Por desgracia, hay ciertas heridas que nos siguen doliendo por años y años, no porque sean muy profundas, sino porque nosotros las hemos alimentado en la memoria. Hay quienes se gozan manteniendo las heridas abiertas. Y eso no es otra cosa que el resentimiento.
Y no hay cosa más terrible que ver a esas personas tristes, esclavas de sus viejos rencores. En lugar de dedicarse a vivir, parece que su oficio es recordar, y recordar solamente lo malo que les han hecho y acusar sin cesar. No se dan cuenta que con ello se autocondenan ellos mismos a la tristeza… y sufren doblemente.
Decía Miguel de Unamuno que “hay que olvidar para vivir: hay que hacer hueco para lo venidero”. Efectivamente, el alma es pequeña, y si la vamos llenando de rencores, nunca podrá salir de ella un acto de amor.
Por eso es por lo que Dios perdona, porque Él es amor; Él es solamente misericordia y don, y el don que nos hace en Cristo justamente es para perdonarnos y para que nos perdonemos. Dice San Pablo que, por Cristo, Dios ha derrumbado el muro que nos separaba: el odio.

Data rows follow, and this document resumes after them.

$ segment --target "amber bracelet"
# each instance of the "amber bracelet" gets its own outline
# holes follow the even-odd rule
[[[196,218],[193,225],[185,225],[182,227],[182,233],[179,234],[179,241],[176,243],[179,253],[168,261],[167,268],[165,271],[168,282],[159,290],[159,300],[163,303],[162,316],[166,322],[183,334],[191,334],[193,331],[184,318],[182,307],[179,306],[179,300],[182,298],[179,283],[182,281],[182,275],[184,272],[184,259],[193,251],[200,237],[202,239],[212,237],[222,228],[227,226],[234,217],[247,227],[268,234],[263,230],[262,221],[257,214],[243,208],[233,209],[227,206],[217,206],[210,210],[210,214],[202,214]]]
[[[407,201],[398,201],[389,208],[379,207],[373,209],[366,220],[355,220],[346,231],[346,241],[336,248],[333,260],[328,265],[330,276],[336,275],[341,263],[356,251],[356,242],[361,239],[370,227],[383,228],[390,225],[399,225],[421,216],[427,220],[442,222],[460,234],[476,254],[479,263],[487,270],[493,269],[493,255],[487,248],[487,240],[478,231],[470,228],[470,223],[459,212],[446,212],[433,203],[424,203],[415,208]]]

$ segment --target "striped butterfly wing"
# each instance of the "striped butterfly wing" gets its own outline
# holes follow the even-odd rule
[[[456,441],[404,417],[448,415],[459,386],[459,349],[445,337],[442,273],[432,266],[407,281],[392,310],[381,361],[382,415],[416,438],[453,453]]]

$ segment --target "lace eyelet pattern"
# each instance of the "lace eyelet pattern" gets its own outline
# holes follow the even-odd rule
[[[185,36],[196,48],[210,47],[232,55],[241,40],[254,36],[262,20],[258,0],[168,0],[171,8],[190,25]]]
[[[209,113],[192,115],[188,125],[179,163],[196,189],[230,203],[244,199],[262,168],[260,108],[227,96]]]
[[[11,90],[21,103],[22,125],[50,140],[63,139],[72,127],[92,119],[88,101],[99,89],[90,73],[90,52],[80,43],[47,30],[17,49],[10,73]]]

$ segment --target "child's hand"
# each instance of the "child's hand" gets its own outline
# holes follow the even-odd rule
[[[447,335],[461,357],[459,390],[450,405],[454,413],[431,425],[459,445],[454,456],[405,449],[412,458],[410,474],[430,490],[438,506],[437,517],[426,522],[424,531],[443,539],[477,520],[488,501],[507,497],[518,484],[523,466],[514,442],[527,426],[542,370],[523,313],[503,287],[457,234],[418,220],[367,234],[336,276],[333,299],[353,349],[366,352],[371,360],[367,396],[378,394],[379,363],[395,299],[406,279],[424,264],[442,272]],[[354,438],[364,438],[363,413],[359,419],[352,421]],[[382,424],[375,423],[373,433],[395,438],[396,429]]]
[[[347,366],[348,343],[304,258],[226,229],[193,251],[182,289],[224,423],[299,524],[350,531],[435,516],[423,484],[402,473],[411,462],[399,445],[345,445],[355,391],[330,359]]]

Cuando Lope de Vega, el genio del Siglo de Oro español, llegaba a sus últimos años de vida, no pudo menos que darse cuenta de que, como el hijo pródigo, se había alejado de Dios dejándose llevar por los placeres. Se preguntó por qué Jesús nos perdona y nos ama tanto. Y esa pregunta la plasmó en un verso:
¿Qué tengo yo, que mi amistad procuras?
¿Qué interés se te sigue, Jesús mío,
que a mi puerta, cubierto de rocío,
pasas las noches del invierno oscuras?
Es cierto. ¿Qué has visto en mí, Señor? ¿Por qué me perdonas siempre? ¿Por qué me diste la vida, si sabías que te ofendería tanto? No tenemos respuestas, sino solamente la del amor que no podemos medir ni tasar, pero sí devolver con agradecimiento.
En este quinto domingo de Cuaresma, nos acercamos a Dios pidiéndole perdón por todos nuestros pecados, pero no sin el firme reconocimiento de que la oración del Padre Nuestro no es vana, y que las palabras que decimos: “perdona nuestras ofensas, como también nosotros perdonamos a los que nos ofenden”, son tan sagradas para Dios como lo son para nosotros al decirlas.
Bendito perdón que nos recrea; maravilloso poder sentir la gracia de la misericordia de Dios por el sacramento de la confesión. Lorenzo Gomis quiso reflejar esta maravilla comparando a la Iglesia, que tiene el poder del perdón, con una empresa de lavado. Detrás de la imagen, quedan plasmadas grandes verdades:
Aquí se lava todo, todo queda borrado,
la mancha y el zurcido, el crimen y el pecado.
Aquí se lava todo. Empresa de lavado
abierta el año treinta por un ajusticiado.
Era un hombre del pueblo, carpintero de oficio.
No llevaba corona, ni espada, ni cilicio.
A los hombres piadosos les sacaba de quicio.
Comía con los malos. No tenía otro vicio.
Predicó por los pueblos algo más de dos años.
Hablaba de la siembra, de pesca, de rebaños.
Curaba al paralítico que rondaba los baños;
echaba los demonios, veía sus engaños.
Era Dios en persona y murió como un hombre.
Se levantó de nuevo —que ninguno se asombre—
y a uno de sus amigos, Pedro de sobrenombre,
le encargó que lavara, que lavara en su nombre.